Thread: Taking into account syncrep position in flush_lsn reported by apply worker
Hey. Currently synchronous_commit is by default disabled for logical apply worker on the ground that reported flush_lsn includes only locally flushed data so slot (publisher) preserves everything higher than this, and so in case of subscriber restart no data is lost. However, imagine that subscriber is made highly available by standby to which synchronous replication is enabled. Then reported flush_lsn is ignorant of this synchronous replication progress, and in case of failover data loss may occur if subscriber managed to ack flush_lsn ahead of syncrep.

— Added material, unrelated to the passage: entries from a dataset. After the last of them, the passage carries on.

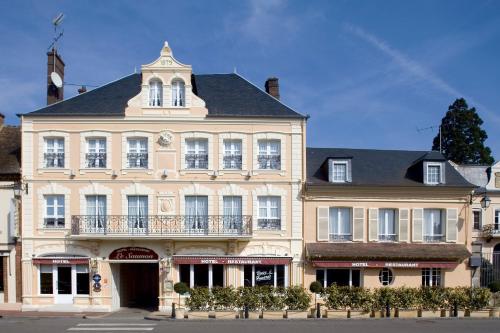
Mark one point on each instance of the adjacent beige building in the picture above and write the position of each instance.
(378, 218)
(159, 177)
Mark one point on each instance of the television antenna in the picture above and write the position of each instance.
(430, 128)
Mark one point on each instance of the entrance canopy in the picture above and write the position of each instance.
(227, 260)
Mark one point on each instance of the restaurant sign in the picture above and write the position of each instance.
(383, 264)
(232, 260)
(133, 253)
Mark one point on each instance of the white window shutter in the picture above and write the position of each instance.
(418, 224)
(322, 215)
(404, 224)
(358, 224)
(373, 224)
(451, 225)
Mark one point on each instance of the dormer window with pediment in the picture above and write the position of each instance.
(155, 92)
(178, 93)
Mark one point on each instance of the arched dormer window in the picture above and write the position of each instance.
(155, 93)
(178, 93)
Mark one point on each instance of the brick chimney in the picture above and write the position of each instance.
(273, 87)
(54, 64)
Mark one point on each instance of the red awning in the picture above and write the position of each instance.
(61, 261)
(382, 264)
(223, 260)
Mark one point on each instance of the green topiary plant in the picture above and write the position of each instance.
(181, 289)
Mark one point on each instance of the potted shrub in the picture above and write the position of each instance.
(181, 289)
(297, 301)
(199, 302)
(316, 288)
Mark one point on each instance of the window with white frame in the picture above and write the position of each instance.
(434, 173)
(477, 217)
(269, 156)
(264, 275)
(137, 153)
(155, 93)
(96, 213)
(387, 225)
(431, 277)
(434, 225)
(54, 211)
(269, 213)
(340, 224)
(385, 276)
(196, 153)
(54, 153)
(232, 212)
(339, 276)
(232, 154)
(96, 153)
(178, 93)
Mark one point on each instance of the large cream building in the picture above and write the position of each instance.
(159, 177)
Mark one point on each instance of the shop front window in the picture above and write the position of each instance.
(339, 277)
(202, 275)
(264, 275)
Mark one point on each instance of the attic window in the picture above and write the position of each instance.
(339, 171)
(434, 173)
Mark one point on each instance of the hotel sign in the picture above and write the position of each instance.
(231, 260)
(383, 264)
(133, 253)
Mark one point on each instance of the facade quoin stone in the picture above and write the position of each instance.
(169, 176)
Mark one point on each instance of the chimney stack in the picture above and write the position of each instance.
(273, 87)
(54, 64)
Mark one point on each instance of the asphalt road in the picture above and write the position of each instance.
(131, 324)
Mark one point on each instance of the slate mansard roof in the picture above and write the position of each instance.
(372, 167)
(226, 95)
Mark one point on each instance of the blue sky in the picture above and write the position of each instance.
(369, 73)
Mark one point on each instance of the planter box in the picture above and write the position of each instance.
(339, 314)
(359, 314)
(197, 314)
(296, 314)
(406, 314)
(225, 314)
(273, 315)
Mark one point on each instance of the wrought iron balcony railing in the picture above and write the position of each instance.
(433, 238)
(269, 224)
(162, 225)
(196, 161)
(272, 162)
(340, 238)
(387, 237)
(54, 160)
(95, 160)
(232, 162)
(137, 160)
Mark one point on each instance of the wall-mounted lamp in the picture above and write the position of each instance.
(485, 202)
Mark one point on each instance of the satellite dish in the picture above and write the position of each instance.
(56, 79)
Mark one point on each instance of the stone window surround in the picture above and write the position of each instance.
(210, 150)
(244, 151)
(53, 189)
(137, 134)
(269, 190)
(233, 190)
(41, 150)
(84, 136)
(95, 189)
(137, 189)
(269, 136)
(167, 91)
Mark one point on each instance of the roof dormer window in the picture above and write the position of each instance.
(178, 93)
(155, 93)
(339, 171)
(433, 173)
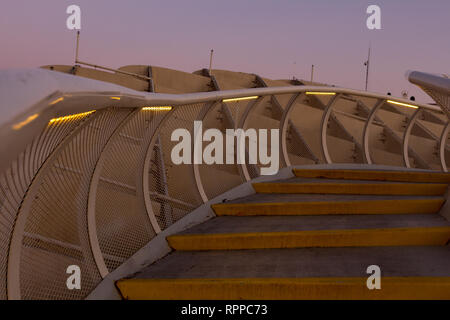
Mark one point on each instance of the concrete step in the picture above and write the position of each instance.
(324, 186)
(236, 233)
(320, 204)
(307, 273)
(378, 175)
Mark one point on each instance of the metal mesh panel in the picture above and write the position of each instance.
(122, 222)
(56, 227)
(227, 175)
(15, 181)
(173, 190)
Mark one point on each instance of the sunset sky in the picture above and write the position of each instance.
(274, 38)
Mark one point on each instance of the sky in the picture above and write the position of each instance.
(273, 38)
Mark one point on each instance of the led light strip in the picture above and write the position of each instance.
(157, 108)
(56, 101)
(70, 117)
(23, 123)
(320, 93)
(403, 104)
(240, 99)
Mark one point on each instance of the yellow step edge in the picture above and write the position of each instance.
(403, 206)
(378, 175)
(352, 188)
(422, 236)
(392, 288)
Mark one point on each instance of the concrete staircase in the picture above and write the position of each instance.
(313, 237)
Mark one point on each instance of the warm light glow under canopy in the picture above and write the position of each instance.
(321, 93)
(157, 108)
(403, 104)
(71, 117)
(23, 123)
(240, 99)
(56, 101)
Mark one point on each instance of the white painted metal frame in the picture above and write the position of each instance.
(75, 95)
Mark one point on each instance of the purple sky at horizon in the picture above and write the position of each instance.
(274, 38)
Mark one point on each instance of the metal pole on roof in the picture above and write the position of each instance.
(210, 61)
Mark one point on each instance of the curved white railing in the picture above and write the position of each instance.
(86, 177)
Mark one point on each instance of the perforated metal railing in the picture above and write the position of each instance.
(90, 179)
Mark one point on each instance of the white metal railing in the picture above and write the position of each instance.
(86, 177)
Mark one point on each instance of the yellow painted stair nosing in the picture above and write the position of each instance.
(383, 206)
(345, 288)
(414, 236)
(351, 188)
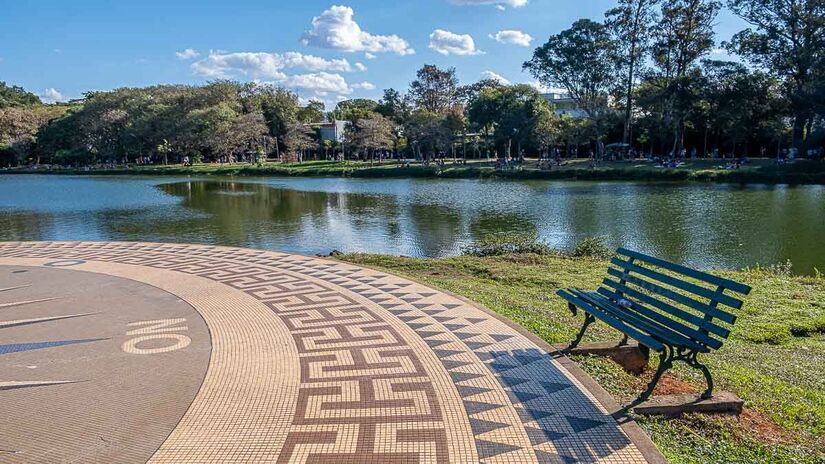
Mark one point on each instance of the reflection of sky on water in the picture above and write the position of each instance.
(708, 225)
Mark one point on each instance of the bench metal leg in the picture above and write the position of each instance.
(665, 363)
(666, 359)
(694, 362)
(588, 319)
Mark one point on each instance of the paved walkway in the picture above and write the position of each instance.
(135, 352)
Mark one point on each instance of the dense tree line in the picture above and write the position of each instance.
(642, 77)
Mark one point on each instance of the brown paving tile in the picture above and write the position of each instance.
(315, 361)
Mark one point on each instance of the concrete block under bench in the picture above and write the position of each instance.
(676, 405)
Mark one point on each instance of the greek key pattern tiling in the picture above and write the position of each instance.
(392, 371)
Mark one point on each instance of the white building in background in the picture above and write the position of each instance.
(563, 104)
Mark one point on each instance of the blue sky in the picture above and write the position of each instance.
(61, 49)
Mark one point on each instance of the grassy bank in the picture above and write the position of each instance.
(774, 359)
(757, 171)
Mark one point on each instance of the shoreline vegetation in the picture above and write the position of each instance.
(756, 171)
(773, 359)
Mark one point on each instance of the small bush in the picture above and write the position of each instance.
(807, 327)
(507, 243)
(775, 270)
(768, 333)
(592, 247)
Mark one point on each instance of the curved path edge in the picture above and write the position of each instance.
(317, 360)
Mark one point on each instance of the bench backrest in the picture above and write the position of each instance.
(690, 302)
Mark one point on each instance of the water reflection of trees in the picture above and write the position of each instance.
(21, 226)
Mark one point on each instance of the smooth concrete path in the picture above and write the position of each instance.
(167, 353)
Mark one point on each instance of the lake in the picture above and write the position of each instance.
(703, 225)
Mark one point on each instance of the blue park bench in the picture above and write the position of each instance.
(666, 307)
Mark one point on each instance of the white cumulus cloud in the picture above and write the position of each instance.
(512, 37)
(187, 54)
(320, 83)
(495, 76)
(364, 86)
(335, 28)
(500, 4)
(266, 65)
(52, 95)
(448, 43)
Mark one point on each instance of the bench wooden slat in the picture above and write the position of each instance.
(613, 322)
(659, 331)
(690, 302)
(701, 323)
(681, 284)
(671, 323)
(703, 276)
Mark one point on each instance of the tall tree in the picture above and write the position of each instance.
(630, 25)
(374, 133)
(684, 35)
(434, 89)
(788, 38)
(577, 59)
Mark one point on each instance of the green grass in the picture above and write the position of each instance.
(758, 171)
(774, 359)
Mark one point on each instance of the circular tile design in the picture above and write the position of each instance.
(311, 361)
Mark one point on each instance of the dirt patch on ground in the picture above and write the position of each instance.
(751, 422)
(670, 385)
(763, 428)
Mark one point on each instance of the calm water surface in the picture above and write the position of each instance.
(705, 225)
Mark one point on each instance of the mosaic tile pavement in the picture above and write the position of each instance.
(314, 361)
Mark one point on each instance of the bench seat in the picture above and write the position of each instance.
(668, 308)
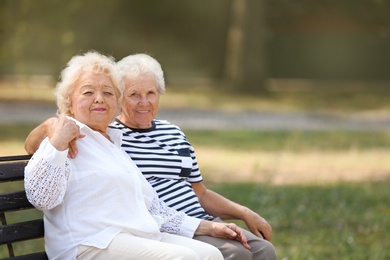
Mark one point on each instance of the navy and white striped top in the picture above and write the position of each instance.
(168, 162)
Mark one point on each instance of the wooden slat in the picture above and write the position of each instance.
(14, 201)
(21, 231)
(15, 158)
(34, 256)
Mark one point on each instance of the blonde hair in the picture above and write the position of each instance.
(91, 61)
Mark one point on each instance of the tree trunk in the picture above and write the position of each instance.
(245, 58)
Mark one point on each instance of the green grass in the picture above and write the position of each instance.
(343, 221)
(294, 141)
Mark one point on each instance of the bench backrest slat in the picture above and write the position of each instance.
(34, 256)
(12, 169)
(21, 231)
(14, 201)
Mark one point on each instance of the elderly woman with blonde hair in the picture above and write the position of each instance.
(98, 205)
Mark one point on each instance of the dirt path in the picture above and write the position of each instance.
(35, 112)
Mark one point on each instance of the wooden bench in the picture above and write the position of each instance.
(13, 202)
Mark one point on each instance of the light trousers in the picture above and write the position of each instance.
(127, 246)
(261, 249)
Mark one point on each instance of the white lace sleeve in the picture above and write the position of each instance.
(46, 177)
(172, 221)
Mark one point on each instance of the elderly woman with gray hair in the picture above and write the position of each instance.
(98, 205)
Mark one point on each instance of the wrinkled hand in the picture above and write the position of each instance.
(63, 134)
(229, 230)
(258, 226)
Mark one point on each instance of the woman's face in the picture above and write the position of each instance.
(140, 102)
(94, 100)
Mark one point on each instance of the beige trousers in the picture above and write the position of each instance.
(127, 246)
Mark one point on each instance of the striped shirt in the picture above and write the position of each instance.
(168, 162)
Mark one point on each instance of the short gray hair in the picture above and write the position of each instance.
(139, 64)
(91, 61)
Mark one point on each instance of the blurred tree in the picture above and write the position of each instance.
(246, 57)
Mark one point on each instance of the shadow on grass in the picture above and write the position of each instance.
(339, 221)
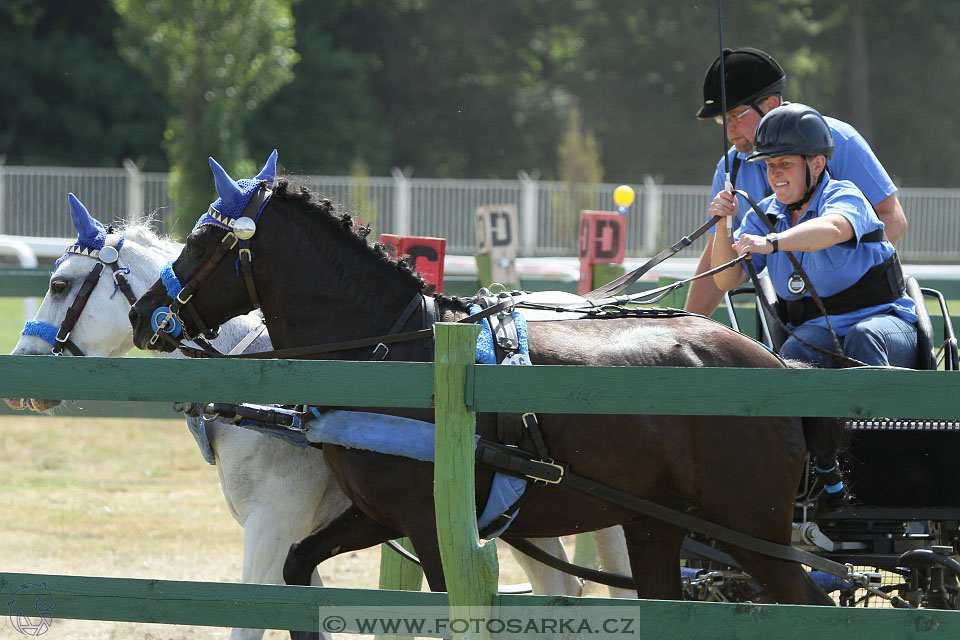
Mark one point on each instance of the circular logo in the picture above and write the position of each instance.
(29, 609)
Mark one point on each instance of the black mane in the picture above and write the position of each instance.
(341, 222)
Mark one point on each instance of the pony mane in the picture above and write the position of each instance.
(342, 223)
(141, 231)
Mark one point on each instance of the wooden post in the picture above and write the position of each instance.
(398, 573)
(471, 570)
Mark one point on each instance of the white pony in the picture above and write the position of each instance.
(278, 492)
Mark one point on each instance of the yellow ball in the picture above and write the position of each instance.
(623, 196)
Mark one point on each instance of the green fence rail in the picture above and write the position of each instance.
(458, 388)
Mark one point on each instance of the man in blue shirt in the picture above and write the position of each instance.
(754, 81)
(837, 239)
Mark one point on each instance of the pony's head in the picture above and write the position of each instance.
(87, 279)
(216, 254)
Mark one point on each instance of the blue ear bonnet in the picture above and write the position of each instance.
(234, 195)
(91, 235)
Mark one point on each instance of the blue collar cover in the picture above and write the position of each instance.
(234, 195)
(485, 347)
(91, 234)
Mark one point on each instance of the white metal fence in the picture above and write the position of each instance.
(33, 203)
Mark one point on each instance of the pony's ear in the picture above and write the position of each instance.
(269, 171)
(88, 229)
(227, 188)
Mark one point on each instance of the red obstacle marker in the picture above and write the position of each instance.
(424, 254)
(603, 241)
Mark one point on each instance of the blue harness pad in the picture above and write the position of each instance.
(409, 438)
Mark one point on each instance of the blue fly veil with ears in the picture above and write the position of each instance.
(91, 237)
(233, 196)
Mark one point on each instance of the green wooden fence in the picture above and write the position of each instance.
(458, 388)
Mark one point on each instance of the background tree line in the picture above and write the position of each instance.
(457, 88)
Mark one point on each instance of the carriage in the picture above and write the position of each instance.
(904, 524)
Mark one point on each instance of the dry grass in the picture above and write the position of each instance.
(129, 498)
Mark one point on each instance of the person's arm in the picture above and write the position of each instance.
(725, 204)
(812, 235)
(891, 215)
(704, 297)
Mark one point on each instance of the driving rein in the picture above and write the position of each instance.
(109, 255)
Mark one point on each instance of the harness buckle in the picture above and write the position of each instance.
(561, 470)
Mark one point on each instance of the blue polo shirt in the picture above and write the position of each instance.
(835, 268)
(852, 160)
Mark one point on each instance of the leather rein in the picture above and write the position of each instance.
(109, 255)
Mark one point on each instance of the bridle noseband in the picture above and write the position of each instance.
(166, 321)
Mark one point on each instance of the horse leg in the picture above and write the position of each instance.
(654, 550)
(543, 579)
(350, 531)
(612, 552)
(783, 581)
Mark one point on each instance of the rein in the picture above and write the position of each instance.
(838, 353)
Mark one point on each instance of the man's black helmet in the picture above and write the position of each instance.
(792, 129)
(751, 74)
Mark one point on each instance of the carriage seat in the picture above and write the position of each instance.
(926, 345)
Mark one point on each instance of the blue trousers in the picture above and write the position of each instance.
(878, 340)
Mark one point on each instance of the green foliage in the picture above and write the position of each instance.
(217, 61)
(580, 170)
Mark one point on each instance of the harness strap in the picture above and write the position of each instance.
(297, 352)
(803, 274)
(73, 313)
(882, 283)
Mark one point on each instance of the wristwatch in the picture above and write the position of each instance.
(774, 241)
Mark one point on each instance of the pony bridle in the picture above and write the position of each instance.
(166, 321)
(109, 256)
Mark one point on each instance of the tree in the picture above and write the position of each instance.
(68, 97)
(217, 61)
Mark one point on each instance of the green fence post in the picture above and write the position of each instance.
(470, 569)
(398, 574)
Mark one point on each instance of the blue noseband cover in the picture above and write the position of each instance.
(43, 330)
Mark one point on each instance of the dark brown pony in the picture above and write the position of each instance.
(320, 282)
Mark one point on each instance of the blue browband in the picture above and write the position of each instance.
(170, 280)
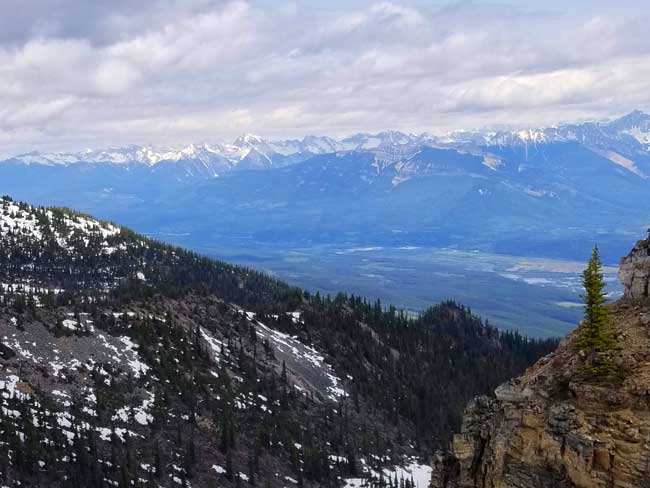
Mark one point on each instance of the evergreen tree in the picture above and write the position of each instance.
(595, 336)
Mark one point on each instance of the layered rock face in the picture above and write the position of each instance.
(551, 429)
(635, 271)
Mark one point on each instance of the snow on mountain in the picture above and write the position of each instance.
(629, 133)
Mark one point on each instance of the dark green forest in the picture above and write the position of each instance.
(245, 418)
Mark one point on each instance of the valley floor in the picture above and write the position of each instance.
(538, 296)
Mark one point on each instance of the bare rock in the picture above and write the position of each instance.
(551, 428)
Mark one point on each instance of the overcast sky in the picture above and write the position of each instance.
(77, 73)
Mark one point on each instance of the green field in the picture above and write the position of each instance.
(540, 297)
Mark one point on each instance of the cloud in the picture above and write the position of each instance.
(76, 73)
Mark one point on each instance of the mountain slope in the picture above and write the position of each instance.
(529, 192)
(555, 427)
(127, 362)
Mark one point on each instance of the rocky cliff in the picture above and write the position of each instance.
(551, 427)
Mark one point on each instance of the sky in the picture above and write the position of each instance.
(76, 74)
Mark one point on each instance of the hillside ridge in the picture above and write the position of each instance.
(554, 427)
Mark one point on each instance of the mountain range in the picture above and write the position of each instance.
(128, 362)
(550, 191)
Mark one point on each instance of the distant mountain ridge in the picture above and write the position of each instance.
(630, 133)
(539, 192)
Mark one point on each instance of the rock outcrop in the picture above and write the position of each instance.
(635, 272)
(551, 428)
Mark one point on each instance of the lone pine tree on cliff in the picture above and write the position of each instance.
(595, 336)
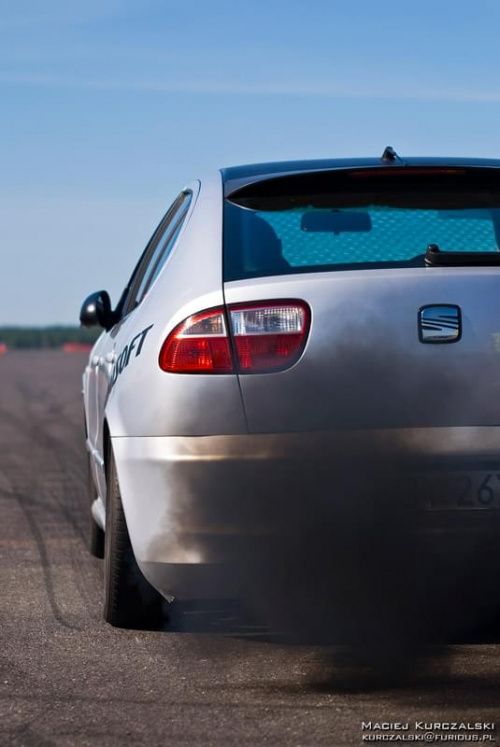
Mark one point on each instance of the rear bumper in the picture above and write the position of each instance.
(194, 503)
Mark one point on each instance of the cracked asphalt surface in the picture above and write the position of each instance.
(67, 678)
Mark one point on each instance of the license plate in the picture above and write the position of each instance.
(459, 490)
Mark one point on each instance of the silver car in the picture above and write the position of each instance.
(284, 319)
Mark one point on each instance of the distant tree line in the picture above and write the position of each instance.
(46, 337)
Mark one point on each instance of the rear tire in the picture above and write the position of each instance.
(129, 599)
(96, 534)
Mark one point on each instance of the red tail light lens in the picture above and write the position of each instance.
(266, 336)
(200, 344)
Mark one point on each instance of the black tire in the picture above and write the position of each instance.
(129, 599)
(96, 534)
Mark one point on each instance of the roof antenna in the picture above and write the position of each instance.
(390, 156)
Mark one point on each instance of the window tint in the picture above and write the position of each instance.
(354, 230)
(154, 252)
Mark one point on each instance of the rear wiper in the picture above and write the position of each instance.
(438, 258)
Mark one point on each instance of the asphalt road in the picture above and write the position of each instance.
(67, 678)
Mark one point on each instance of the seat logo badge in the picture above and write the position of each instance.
(439, 323)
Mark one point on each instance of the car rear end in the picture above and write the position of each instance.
(367, 364)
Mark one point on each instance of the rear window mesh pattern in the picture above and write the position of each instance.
(396, 235)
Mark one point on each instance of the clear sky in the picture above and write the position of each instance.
(108, 107)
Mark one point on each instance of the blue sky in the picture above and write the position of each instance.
(108, 107)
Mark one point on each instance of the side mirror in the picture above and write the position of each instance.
(96, 311)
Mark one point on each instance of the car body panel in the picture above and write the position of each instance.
(364, 336)
(201, 458)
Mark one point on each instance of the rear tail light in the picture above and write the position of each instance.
(266, 336)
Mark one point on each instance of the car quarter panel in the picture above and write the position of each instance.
(143, 399)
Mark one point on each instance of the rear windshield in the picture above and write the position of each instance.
(279, 234)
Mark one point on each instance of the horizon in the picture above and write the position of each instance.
(112, 106)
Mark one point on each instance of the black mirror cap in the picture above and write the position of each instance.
(96, 311)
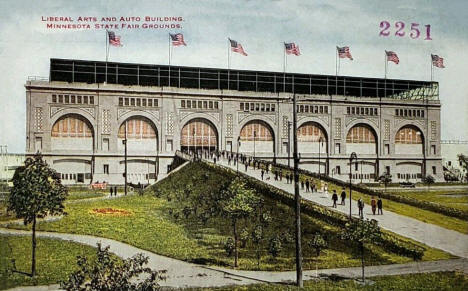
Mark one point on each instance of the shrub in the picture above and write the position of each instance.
(274, 246)
(229, 246)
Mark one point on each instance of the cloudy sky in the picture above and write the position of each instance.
(26, 45)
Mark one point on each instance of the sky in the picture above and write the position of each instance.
(26, 44)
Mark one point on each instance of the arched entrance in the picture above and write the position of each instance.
(361, 139)
(409, 141)
(142, 149)
(199, 135)
(72, 132)
(256, 137)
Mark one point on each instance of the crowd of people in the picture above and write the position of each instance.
(307, 184)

Moreover, it is almost silent due to this else if (start_lsn < slot->data.confirmed_flush) { /* * It might seem like we should error out in this case, but it's * pretty common for a client to acknowledge a LSN it doesn't have to * do anything for, and thus didn't store persistently, because the * xlog records didn't result in anything relevant for logical * decoding. Clients have to be able to do that to support synchronous * replication. * * Starting at a different LSN than requested might not catch certain * kinds of client errors; so the client may wish to check that * confirmed_flush_lsn matches its expectations. */ elog(LOG, "%X/%X has been already streamed, forwarding to %X/%X", LSN_FORMAT_ARGS(start_lsn), LSN_FORMAT_ARGS(slot->data.confirmed_flush)); start_lsn = slot->data.confirmed_flush; } in logical.c Attached draft patch fixes this by taking into account syncrep progress in worker reporting. -- cheers, arseny
Attachment
Re: Taking into account syncrep position in flush_lsn reported by apply worker
From
Arseny Sher
Date:
Sorry for the poor formatting of the message above, this should be better: Hey. Currently synchronous_commit is disabled for logical apply worker on the ground that reported flush_lsn includes only locally flushed data so slot (publisher) preserves everything higher than this, and so in case of subscriber restart no data is lost. However, imagine that subscriber is made highly available by standby to which synchronous replication is enabled. Then reported flush_lsn is ignorant of this synchronous replication progress, and in case of failover data loss may occur if subscriber managed to ack flush_lsn ahead of syncrep. Moreover, it is silent due to this else if (start_lsn < slot->data.confirmed_flush) { /* * It might seem like we should error out in this case, but it's * pretty common for a client to acknowledge a LSN it doesn't have to * do anything for, and thus didn't store persistently, because the * xlog records didn't result in anything relevant for logical * decoding. Clients have to be able to do that to support synchronous * replication. * * Starting at a different LSN than requested might not catch certain * kinds of client errors; so the client may wish to check that * confirmed_flush_lsn matches its expectations. */ elog(LOG, "%X/%X has been already streamed, forwarding to %X/%X", LSN_FORMAT_ARGS(start_lsn), LSN_FORMAT_ARGS(slot->data.confirmed_flush)); start_lsn = slot->data.confirmed_flush; } in logical.c Attached draft patch fixes this by taking into account syncrep progress in worker reporting.
Attachment
Re: Taking into account syncrep position in flush_lsn reported by apply worker
From
Amit Kapila
Date:
On Mon, Aug 12, 2024 at 3:43 PM Arseny Sher <ars@neon.tech> wrote: > > Sorry for the poor formatting of the message above, this should be better: > > Hey. Currently synchronous_commit is disabled for logical apply worker > on the ground that reported flush_lsn includes only locally flushed data > so slot (publisher) preserves everything higher than this, and so in > case of subscriber restart no data is lost. However, imagine that > subscriber is made highly available by standby to which synchronous > replication is enabled. Then reported flush_lsn is ignorant of this > synchronous replication progress, and in case of failover data loss may > occur if subscriber managed to ack flush_lsn ahead of syncrep. > Won't the same can be achieved by enabling the synchronous_commit parameter for a subscription? -- With Regards, Amit Kapila.